At the Puff N’ Stuff Bakery, 14,000 buns were produced on Holy Thursday.

Outside the bakery at Circular Road, four employees dressed in pink and wearing bunny ears, encouraged customers to come forward and make purchases.

“It is the sweetest, most tasty bun you can find in all of Trinidad and Tobago,” employee Janelle Phill said.

“The frosting is thick and tasty, the bun is fluffy and delicious,” she added.

Chief Executive Officer of the Puff N’ Stuff Gregory Laing said he experienced a 25 per cent increase in sales this year.

“I get the feeling that people are celebrating occasions now more than in the previous pandemic year. We are seeing a lot of sales,” Laing said.

Saying this was encouraging, Laing added that it was great to see some recovery happening.

Asked what was responsible for the increase, Laing said, “People may not be spending money daily but we do find when each occasion comes around, people are celebrating each occasion more than they previously did. They can’t go out as much but they celebrate in their little ways.”

He said every three hours a fresh batch of buns was taken out of the oven.

The price of the bun has remained consistent over the past five years with six buns selling for $36.

Laing noted that they have improved on the quality of the bun over the years.
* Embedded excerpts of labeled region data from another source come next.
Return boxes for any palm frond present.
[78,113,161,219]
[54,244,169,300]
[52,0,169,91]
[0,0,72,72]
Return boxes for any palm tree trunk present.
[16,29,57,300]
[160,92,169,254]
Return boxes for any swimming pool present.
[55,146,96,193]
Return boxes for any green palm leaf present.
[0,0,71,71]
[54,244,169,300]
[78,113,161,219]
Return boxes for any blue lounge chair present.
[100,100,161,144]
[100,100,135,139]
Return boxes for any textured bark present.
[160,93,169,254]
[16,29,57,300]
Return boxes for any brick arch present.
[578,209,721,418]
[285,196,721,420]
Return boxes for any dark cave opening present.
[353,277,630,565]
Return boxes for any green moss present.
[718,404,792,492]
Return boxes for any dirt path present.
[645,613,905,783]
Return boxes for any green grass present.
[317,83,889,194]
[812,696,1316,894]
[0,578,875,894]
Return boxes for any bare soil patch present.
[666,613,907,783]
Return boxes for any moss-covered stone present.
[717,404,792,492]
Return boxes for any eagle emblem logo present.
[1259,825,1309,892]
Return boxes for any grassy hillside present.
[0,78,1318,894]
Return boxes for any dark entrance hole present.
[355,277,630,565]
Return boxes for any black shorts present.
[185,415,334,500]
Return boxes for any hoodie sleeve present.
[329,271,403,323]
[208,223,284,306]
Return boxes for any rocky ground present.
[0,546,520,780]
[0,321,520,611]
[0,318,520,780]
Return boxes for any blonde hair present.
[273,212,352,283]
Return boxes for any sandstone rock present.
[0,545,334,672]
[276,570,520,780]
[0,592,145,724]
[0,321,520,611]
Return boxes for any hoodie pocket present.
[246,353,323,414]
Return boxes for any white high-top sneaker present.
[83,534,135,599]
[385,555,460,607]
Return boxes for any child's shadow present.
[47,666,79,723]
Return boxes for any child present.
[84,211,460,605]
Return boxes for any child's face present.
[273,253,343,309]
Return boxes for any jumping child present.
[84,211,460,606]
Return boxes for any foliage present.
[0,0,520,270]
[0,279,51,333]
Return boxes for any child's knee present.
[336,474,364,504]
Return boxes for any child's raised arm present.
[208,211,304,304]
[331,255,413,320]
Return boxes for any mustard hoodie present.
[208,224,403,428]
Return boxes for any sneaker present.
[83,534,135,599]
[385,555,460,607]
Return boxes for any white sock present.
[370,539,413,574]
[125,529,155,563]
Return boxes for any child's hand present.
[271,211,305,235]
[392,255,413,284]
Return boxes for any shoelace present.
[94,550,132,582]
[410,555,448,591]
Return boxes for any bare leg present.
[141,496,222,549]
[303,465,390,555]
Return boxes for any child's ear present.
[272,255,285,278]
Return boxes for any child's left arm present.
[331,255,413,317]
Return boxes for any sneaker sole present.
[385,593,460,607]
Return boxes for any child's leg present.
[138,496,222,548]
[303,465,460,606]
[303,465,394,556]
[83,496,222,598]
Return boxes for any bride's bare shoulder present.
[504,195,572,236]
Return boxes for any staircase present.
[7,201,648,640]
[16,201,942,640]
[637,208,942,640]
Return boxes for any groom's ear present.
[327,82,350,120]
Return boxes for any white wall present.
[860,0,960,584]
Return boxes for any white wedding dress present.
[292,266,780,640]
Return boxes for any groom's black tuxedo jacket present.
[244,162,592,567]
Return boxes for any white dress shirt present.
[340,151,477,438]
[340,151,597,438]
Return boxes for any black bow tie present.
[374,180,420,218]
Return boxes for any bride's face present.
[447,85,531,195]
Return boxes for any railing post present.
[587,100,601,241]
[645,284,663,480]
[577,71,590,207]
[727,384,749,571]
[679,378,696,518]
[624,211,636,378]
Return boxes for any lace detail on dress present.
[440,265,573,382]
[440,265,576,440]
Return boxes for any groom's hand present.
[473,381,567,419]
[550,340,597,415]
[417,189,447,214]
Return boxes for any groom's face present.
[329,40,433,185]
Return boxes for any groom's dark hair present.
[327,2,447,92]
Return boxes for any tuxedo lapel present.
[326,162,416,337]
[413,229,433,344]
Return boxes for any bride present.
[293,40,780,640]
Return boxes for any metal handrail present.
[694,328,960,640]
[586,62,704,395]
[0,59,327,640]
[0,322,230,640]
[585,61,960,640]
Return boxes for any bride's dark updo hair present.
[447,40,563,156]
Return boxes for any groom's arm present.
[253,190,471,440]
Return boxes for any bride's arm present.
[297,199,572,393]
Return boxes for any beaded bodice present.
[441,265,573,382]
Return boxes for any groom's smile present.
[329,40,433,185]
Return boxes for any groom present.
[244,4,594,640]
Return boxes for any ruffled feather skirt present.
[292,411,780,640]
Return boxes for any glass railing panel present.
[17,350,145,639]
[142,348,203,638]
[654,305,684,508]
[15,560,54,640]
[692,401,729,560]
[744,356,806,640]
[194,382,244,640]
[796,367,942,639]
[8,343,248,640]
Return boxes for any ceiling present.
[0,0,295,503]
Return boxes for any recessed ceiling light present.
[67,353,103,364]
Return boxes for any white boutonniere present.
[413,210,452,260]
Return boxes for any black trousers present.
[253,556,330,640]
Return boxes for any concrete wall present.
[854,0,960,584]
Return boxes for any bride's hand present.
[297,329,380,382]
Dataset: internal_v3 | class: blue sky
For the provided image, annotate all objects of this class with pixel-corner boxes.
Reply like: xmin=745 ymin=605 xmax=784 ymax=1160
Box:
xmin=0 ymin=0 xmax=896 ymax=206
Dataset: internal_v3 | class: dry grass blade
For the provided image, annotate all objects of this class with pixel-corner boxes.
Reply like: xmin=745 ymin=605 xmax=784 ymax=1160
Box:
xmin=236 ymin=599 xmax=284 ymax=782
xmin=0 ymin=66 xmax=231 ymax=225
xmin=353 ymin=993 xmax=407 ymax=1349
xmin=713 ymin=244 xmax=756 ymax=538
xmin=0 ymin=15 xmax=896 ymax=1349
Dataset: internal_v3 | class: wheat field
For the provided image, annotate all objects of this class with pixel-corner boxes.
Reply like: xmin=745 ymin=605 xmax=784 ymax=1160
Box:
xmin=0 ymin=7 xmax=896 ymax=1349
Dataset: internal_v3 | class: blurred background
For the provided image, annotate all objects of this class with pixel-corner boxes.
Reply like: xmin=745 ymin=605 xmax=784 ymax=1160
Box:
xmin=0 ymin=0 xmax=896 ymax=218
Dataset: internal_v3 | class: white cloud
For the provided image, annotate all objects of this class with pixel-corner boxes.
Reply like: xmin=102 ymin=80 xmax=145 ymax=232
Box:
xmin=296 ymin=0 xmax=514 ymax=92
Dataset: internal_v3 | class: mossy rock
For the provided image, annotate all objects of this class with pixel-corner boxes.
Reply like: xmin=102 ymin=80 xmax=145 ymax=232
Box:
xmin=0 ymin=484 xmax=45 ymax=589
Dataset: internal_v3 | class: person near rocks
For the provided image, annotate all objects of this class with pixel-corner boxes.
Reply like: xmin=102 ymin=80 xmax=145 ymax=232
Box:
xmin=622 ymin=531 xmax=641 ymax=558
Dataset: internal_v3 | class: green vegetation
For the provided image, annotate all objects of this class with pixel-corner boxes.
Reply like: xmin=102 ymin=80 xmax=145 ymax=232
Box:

Meanwhile, at KL’s Bakery in Palmyra, manager Terry Latchman reported a 50 per cent increase in sales this week.

“It doubled our orders this year when compared to last year. It’s been a continuous flow this year. Last year it was slower. I guess people are more up and about. When we had the lockdown, people didn’t come out,” he added.

Attongs Bakery, an employee also reported a dramatic increase in the sale of the hot cross buns.

“We are very busy and we expect it will get busier later.”

At Affans Bakery, a spokesperson said they do not produce buns in large quantities noting that sales remained “normal” when compared to last year.

Amirah Mohammed who was seen purchasing buns from Puff N’ Stuff Bakery said it was a tradition to purchase buns every year.

“Usually on Holy Thursday I would go and get my hot cross buns and in the night when I have my cup of tea, I would have it and share it with my kids. They love this,” she said.

Kyle Ramkumar said he usually buys his buns on Good Friday.

“We sit as a family and have them on Good Friday morning for breakfast. We do this every year,” he said.

Hot Cross Buns originated in St Albans, in England, where Brother Thomas Rodcliffe, a 14th-century monk at St Alban’s Abbey made and distributed the bun to the local poor on Good Friday, starting in 1361.

The cross is said to represent Jesus’s crucifixion and the spices reflective of what was used to embalm Jesus’s body.